Под ультрасвист Коровьева начинается казнь города. «Мастера вспугнул этот свист. Он ухватился за голову и побежал обратно к группе дожидавшихся его спутников.

— Ну что же, — обратился к нему Воланд с высоты своего коня, — все счета оплачены? Прощание совершилось?

— Да, совершилось, — ответил мастер и, успокоившись, поглядел в лицо Воланду прямо и смело».

Под свист и хохот Бегемота летят вороные кони, а плащ Воланда вздуло над головами всей компании. «Когда на мгновение черный покров отнесло в сторону, Маргарита на скаку обернулась и увидела, что сзади нет не только разноцветных башен с разворачивающимся над ними аэропланом, но нет уже давно и самого города, который ушел в землю и оставил по себе только туман».

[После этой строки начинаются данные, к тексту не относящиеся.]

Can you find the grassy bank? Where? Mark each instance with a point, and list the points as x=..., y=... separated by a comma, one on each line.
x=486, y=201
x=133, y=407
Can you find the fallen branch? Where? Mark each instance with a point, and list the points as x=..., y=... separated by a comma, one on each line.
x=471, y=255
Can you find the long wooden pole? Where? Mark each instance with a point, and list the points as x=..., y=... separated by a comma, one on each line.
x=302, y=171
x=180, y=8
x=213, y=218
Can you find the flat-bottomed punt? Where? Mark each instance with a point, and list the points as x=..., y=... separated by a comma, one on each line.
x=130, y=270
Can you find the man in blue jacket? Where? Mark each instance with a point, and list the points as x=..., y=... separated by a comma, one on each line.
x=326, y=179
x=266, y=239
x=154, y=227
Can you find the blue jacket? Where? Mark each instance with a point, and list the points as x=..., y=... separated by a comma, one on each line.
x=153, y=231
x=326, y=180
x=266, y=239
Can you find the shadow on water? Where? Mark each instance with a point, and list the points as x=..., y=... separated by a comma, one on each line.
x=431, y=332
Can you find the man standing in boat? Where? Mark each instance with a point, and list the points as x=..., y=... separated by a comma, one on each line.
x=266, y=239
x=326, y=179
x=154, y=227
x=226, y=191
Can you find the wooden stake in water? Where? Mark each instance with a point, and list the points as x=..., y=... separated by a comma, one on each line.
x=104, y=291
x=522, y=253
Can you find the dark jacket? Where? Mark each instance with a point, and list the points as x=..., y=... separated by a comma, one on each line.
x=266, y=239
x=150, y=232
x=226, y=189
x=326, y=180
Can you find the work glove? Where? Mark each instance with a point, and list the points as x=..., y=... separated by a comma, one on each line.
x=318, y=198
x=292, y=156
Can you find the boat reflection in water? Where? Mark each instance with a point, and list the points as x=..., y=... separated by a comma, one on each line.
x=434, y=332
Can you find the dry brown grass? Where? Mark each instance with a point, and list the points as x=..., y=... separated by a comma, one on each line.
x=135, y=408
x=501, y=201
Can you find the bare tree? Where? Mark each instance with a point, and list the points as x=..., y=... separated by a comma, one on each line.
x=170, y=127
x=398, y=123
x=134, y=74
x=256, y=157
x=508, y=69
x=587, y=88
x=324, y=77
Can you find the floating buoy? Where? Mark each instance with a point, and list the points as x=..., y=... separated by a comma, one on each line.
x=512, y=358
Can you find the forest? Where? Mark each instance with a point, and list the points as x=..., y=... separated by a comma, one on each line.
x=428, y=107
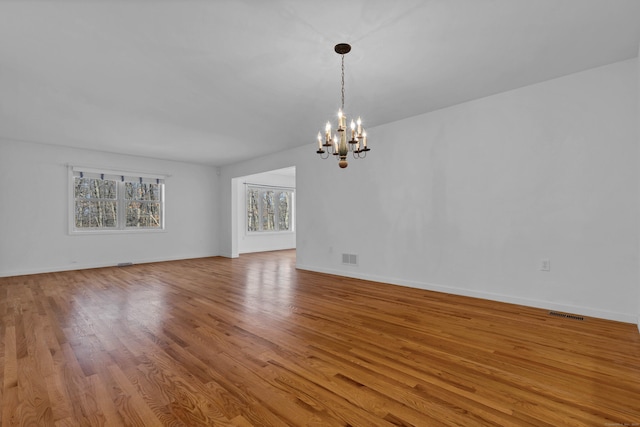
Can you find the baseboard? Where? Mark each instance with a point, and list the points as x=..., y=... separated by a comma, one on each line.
x=510, y=299
x=71, y=267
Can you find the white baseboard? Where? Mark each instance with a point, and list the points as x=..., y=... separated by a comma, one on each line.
x=510, y=299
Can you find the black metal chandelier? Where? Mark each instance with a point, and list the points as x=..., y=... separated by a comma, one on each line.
x=338, y=145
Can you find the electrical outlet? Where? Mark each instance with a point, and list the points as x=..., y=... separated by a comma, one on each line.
x=545, y=264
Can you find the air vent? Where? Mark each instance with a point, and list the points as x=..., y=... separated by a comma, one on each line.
x=350, y=259
x=565, y=315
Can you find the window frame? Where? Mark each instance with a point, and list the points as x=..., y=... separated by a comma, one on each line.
x=121, y=177
x=276, y=189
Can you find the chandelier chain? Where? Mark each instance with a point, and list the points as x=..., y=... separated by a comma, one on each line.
x=342, y=82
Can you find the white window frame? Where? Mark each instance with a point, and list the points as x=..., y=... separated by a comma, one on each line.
x=121, y=177
x=264, y=187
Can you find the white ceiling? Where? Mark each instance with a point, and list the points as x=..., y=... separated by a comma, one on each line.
x=221, y=81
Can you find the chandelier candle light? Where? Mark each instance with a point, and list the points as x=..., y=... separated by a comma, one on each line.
x=337, y=144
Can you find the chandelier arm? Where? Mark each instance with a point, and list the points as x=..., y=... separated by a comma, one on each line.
x=343, y=82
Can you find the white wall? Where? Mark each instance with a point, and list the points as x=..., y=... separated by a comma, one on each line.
x=259, y=242
x=34, y=212
x=469, y=199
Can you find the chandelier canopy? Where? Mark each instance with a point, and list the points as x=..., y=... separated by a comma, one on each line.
x=338, y=145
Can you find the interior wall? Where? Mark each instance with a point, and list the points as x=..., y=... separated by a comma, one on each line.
x=470, y=199
x=264, y=241
x=35, y=208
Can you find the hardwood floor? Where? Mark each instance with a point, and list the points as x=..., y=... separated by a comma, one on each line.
x=254, y=342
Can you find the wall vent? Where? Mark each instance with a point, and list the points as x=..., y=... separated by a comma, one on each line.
x=350, y=259
x=565, y=315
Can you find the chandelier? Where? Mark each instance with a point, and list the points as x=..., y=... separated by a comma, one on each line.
x=338, y=145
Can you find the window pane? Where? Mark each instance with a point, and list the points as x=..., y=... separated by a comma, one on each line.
x=92, y=188
x=253, y=215
x=268, y=211
x=95, y=214
x=284, y=210
x=143, y=214
x=141, y=191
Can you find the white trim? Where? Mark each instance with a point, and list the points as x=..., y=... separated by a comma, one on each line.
x=74, y=267
x=73, y=231
x=98, y=170
x=585, y=311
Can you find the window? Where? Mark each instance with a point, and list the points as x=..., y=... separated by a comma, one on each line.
x=269, y=209
x=115, y=201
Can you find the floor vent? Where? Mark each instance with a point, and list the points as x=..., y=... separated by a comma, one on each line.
x=351, y=259
x=566, y=316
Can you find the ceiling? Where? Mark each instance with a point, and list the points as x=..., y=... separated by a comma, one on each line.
x=221, y=81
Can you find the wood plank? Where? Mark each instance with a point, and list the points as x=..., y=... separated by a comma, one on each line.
x=253, y=341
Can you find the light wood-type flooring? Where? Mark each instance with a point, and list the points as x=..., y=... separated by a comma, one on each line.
x=254, y=342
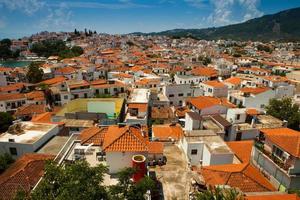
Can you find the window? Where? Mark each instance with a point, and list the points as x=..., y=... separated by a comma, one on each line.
x=277, y=152
x=194, y=151
x=13, y=151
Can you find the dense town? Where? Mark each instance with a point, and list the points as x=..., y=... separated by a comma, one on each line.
x=190, y=115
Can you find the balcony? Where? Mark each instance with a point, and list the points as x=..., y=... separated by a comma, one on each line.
x=284, y=165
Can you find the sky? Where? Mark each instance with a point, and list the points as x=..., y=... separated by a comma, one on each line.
x=20, y=18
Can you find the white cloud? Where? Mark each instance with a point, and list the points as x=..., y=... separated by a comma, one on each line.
x=123, y=4
x=27, y=6
x=222, y=13
x=197, y=3
x=58, y=19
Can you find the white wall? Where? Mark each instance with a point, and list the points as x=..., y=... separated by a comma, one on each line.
x=116, y=161
x=206, y=156
x=232, y=115
x=23, y=148
x=191, y=124
x=217, y=109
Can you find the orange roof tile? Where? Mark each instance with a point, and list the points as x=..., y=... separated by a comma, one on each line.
x=233, y=80
x=65, y=70
x=216, y=84
x=53, y=81
x=243, y=176
x=142, y=107
x=23, y=173
x=11, y=96
x=165, y=132
x=30, y=109
x=93, y=135
x=35, y=95
x=125, y=139
x=205, y=71
x=285, y=138
x=43, y=117
x=202, y=102
x=252, y=111
x=257, y=90
x=242, y=149
x=273, y=197
x=12, y=87
x=156, y=148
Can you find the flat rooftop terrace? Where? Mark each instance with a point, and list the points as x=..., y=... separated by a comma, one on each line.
x=54, y=145
x=27, y=132
x=139, y=96
x=82, y=105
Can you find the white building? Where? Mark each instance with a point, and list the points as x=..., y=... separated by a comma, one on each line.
x=214, y=89
x=26, y=137
x=204, y=148
x=177, y=94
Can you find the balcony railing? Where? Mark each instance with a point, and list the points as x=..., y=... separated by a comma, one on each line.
x=280, y=163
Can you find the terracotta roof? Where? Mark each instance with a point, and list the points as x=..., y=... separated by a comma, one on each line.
x=35, y=95
x=127, y=138
x=242, y=149
x=285, y=138
x=202, y=102
x=273, y=197
x=162, y=113
x=116, y=84
x=30, y=109
x=93, y=135
x=156, y=148
x=252, y=111
x=142, y=107
x=65, y=70
x=180, y=112
x=216, y=84
x=205, y=71
x=275, y=78
x=11, y=96
x=43, y=117
x=243, y=176
x=99, y=82
x=165, y=132
x=257, y=90
x=5, y=69
x=12, y=87
x=233, y=80
x=23, y=173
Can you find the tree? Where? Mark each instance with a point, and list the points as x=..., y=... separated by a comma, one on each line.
x=35, y=73
x=285, y=110
x=74, y=181
x=127, y=189
x=5, y=160
x=6, y=120
x=219, y=194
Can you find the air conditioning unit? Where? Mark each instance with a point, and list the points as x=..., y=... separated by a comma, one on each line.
x=11, y=140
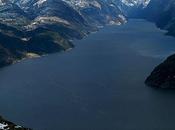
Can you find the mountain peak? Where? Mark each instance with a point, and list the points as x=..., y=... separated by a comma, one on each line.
x=143, y=3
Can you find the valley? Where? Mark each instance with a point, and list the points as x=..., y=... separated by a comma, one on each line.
x=90, y=86
x=93, y=86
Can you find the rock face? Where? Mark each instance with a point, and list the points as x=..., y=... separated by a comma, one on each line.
x=162, y=13
x=6, y=125
x=47, y=26
x=163, y=76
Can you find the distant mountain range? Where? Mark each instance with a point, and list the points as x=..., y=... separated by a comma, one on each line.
x=31, y=28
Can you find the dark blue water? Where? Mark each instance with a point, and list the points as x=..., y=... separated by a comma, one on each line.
x=99, y=85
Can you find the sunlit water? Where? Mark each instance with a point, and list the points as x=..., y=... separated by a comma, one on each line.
x=99, y=85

Хотя Маргарита и оглянулась, но соляным столбом не стала. В этом отличии от истории, изложенной в первой из книг Библии, есть свой смысл, приговор или по крайней мере свидетельство ожесточения. Сатанинская жажда решать вопросы тотально от Воланда передалась всем, кто с ним связался. Какая уж тут «слезинка ребенка»! Автор сознавал это, он знал цену комплиментам, которые Коровьев расточал в адрес Маргариты, хотя Маргарита и могла в опьянении верить им так же, как бедный и больной Родион Романович верил льстивым речам Порфирия Петровича. Антихристова печать сияла.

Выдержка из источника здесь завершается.